Le preguntó a Ana por su madre, que andaba delicada de salud, sólo por salirse de los pensamientos, pero sucede que la cabeza muchas veces funciona de forma independiente del oído. La caseta se iba llenando y al acabar la conversación tuvo que mirar otra vez la fotografía de su novio y los demás subiéndose al coche. «Ya llegamooos», decía.
Lo cierto es que nunca se había tenido por celosa y hasta llevaba aquella actitud como una muestra de madurez. Había tenido antes un novio controlador y el afán por ver fantasmas por todas partes le parecía patético. Más dañino para el celoso que para el celado, porque llegaba a conclusiones desquiciadas mucho peores que el tormento que daba a quien estaba al otro lado. Pero había empezado y ya no podía parar.
Cada vez más llena
Desde que Blanca había roto con su pareja había empezado la cacería de lo que tuviera cerca. Habían sido algunos años de relación intensa y tenía ganas de probar cosas nuevas, de no cortarse y menos atarse. Estaba claro, o eso le parecía. El riesgo, lo prohibido, romper las normas.

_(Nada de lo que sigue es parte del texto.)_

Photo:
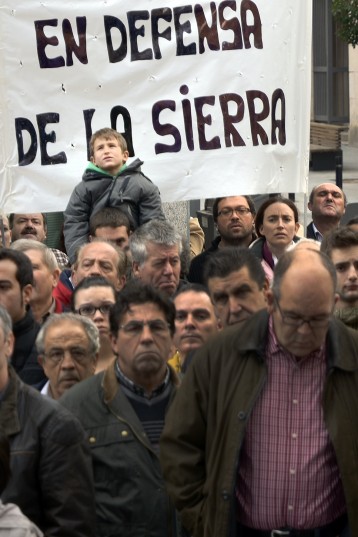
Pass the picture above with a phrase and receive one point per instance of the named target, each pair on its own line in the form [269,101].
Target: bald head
[301,300]
[328,204]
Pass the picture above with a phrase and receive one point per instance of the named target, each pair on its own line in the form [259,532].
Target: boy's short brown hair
[107,134]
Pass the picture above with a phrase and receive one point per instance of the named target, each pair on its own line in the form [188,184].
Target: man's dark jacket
[51,479]
[24,357]
[196,269]
[130,494]
[206,423]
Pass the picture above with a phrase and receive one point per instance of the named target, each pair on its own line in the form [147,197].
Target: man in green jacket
[261,439]
[122,411]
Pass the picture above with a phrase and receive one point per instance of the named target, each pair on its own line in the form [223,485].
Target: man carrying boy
[109,182]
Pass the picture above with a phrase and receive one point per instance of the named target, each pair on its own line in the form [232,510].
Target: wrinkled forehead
[327,187]
[161,251]
[233,201]
[192,300]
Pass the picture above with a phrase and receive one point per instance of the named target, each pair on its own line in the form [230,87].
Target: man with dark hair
[46,276]
[16,285]
[328,204]
[341,245]
[96,258]
[234,217]
[122,411]
[237,284]
[51,479]
[195,323]
[34,226]
[259,440]
[111,224]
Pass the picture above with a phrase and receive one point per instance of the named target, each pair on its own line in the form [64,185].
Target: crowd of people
[140,397]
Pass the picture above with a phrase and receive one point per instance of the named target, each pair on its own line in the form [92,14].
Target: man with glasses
[67,347]
[260,439]
[234,217]
[93,298]
[122,410]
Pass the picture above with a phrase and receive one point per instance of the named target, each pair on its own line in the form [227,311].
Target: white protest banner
[214,97]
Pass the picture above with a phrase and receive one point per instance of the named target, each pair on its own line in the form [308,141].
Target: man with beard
[16,287]
[341,245]
[328,204]
[67,347]
[34,226]
[234,217]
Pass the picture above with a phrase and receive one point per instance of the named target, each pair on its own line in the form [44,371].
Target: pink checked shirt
[288,474]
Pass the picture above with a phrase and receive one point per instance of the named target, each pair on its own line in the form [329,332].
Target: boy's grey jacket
[130,191]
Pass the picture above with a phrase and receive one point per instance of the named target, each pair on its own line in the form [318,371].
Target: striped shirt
[288,474]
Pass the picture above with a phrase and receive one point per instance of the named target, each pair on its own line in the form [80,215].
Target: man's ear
[266,287]
[136,269]
[27,293]
[270,300]
[9,345]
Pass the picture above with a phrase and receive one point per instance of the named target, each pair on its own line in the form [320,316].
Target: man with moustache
[67,347]
[237,284]
[234,217]
[156,248]
[328,204]
[34,226]
[123,409]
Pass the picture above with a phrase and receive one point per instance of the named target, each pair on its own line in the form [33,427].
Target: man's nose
[168,269]
[352,272]
[189,321]
[234,305]
[67,361]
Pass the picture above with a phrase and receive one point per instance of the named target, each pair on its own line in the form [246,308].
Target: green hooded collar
[94,168]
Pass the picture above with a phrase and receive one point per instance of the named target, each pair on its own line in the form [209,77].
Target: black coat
[51,470]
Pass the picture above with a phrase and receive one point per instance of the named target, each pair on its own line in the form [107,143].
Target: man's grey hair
[159,232]
[89,327]
[5,321]
[48,257]
[122,257]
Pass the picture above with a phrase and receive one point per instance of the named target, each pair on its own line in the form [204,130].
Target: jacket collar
[341,342]
[111,385]
[9,416]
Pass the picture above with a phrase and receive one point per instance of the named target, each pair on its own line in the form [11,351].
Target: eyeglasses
[56,356]
[135,328]
[227,212]
[297,321]
[89,310]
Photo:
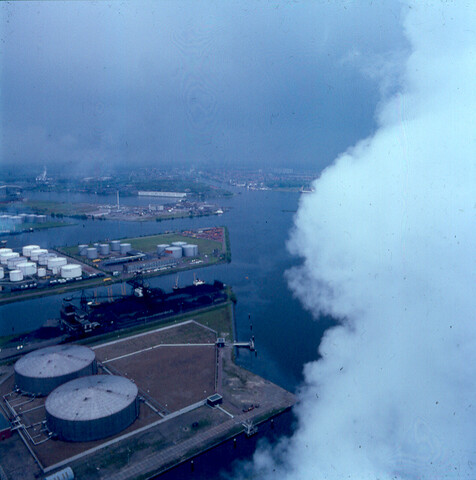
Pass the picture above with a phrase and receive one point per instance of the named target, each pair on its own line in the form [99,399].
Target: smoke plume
[388,242]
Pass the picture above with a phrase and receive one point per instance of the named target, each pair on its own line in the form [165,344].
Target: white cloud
[388,243]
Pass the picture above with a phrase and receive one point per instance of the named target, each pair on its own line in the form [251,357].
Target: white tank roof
[90,398]
[26,250]
[54,361]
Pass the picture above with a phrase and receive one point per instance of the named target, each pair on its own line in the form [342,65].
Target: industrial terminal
[118,408]
[32,269]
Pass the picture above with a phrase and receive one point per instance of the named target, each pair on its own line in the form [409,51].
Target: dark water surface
[259,222]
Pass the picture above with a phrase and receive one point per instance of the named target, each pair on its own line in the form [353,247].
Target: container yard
[166,395]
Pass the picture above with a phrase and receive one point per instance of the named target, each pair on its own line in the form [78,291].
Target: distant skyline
[87,85]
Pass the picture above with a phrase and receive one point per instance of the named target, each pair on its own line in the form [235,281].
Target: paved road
[175,453]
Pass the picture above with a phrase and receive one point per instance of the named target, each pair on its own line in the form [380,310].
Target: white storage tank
[27,268]
[44,257]
[4,257]
[161,248]
[14,261]
[82,250]
[116,245]
[37,252]
[174,252]
[71,271]
[104,248]
[41,371]
[190,250]
[125,248]
[91,408]
[56,262]
[26,250]
[16,276]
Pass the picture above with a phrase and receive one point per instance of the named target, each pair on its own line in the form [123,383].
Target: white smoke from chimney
[388,242]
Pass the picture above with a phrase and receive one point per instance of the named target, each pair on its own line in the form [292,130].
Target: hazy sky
[387,243]
[226,83]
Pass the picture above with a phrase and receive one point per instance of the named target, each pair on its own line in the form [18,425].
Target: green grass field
[149,244]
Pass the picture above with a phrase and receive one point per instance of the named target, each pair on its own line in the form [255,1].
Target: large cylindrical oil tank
[4,257]
[26,250]
[190,250]
[43,258]
[14,261]
[91,408]
[56,262]
[71,271]
[27,268]
[125,248]
[41,371]
[161,248]
[16,276]
[35,254]
[104,249]
[116,245]
[174,252]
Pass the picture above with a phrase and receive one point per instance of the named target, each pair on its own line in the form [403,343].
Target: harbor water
[259,222]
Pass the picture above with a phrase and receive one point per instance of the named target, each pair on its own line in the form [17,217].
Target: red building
[5,428]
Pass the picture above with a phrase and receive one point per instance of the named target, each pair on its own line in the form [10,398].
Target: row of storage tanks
[104,249]
[177,250]
[174,250]
[81,406]
[35,261]
[23,218]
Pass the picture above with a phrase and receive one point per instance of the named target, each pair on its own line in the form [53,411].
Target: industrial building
[92,407]
[41,371]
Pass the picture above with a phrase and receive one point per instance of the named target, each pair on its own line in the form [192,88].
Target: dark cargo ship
[143,305]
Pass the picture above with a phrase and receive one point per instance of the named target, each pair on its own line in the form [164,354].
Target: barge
[144,304]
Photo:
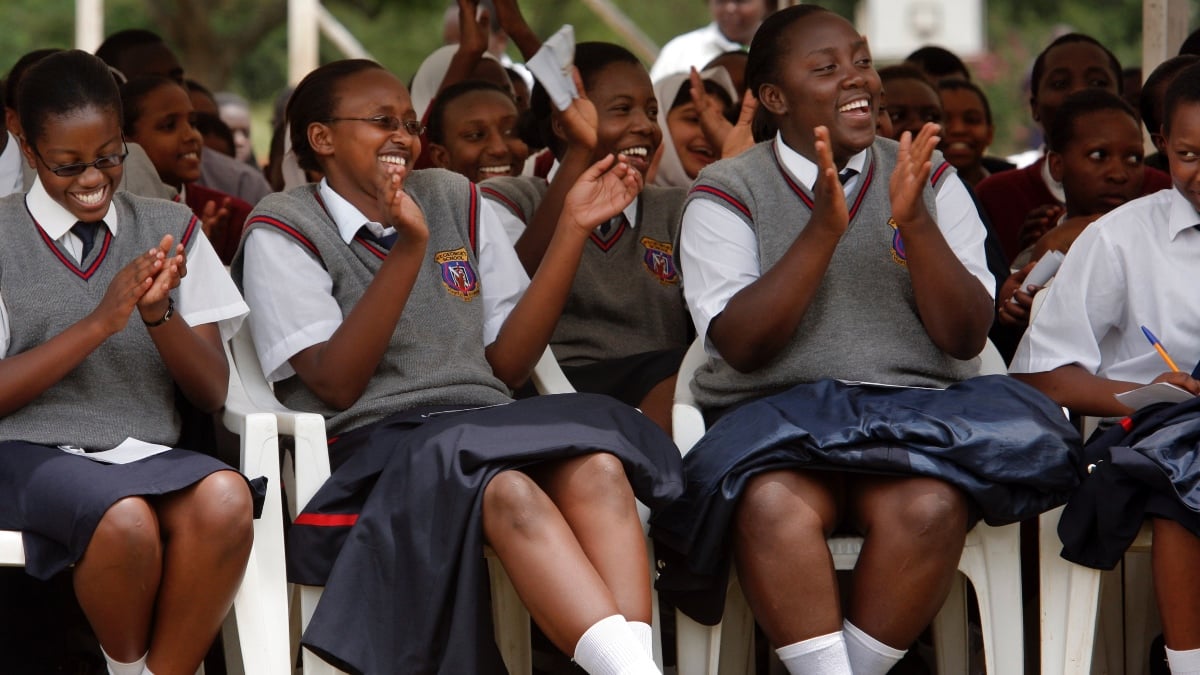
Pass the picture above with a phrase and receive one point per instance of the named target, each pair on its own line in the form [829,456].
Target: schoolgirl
[624,328]
[108,302]
[390,302]
[799,281]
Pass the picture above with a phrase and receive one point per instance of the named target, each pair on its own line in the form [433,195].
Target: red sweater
[1009,196]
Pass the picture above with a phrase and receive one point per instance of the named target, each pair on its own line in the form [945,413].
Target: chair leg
[510,620]
[951,634]
[990,561]
[1069,601]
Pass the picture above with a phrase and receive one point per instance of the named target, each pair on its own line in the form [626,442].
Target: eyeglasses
[69,171]
[388,123]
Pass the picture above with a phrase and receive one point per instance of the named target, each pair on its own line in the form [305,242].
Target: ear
[771,99]
[439,155]
[321,138]
[1054,160]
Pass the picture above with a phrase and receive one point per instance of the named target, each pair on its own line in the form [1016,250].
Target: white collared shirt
[719,254]
[294,293]
[12,174]
[694,48]
[207,294]
[1139,264]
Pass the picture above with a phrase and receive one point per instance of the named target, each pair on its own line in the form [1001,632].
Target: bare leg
[783,561]
[1175,559]
[913,529]
[118,578]
[598,503]
[557,583]
[658,402]
[208,531]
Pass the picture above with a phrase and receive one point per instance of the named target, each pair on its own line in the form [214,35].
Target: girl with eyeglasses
[390,302]
[108,304]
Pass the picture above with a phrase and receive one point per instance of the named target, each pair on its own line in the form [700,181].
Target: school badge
[660,261]
[457,275]
[898,254]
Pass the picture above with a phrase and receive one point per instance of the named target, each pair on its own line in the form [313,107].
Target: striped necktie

Y él después de todo era un pardillo que no se daba cuenta, que era demasiado alegre y demasiado abierto a todo el mundo.
Llegaron los del autobús, que podía ser más rápido que el coche con sus atascos y con los besos y abrazos se le fue olvidando, pero al rato masticaba otra vez con fuerza el jamón. Por las ventanas de la caseta encontraba las calles cada vez más llenas y muchas mujeres que se protegían del sol como podían, porque era un día como de julio o como agosto.
Por fin llegaron Carlos y los demás. Tragó un poco de saliva cuando vio que iba con su amigo y que las dos mujeres charlaban juntas, al menos cuando entró en la caseta. Le dio un beso breve y empezó a abrazar a todo el mundo mientras ella ya reservaba el sitio en el que tendría que sentarse.
Espero con paciencia, se había pintado los labios para abrirlos tanto como había visto en el teléfono y dejó que preguntase a todos los demás antes de sentarse. Le escuchó una carcajada franca, de estar relajado, y volvió a hablar entre dientes: «Tú ríete. Ríete ahora que puedes».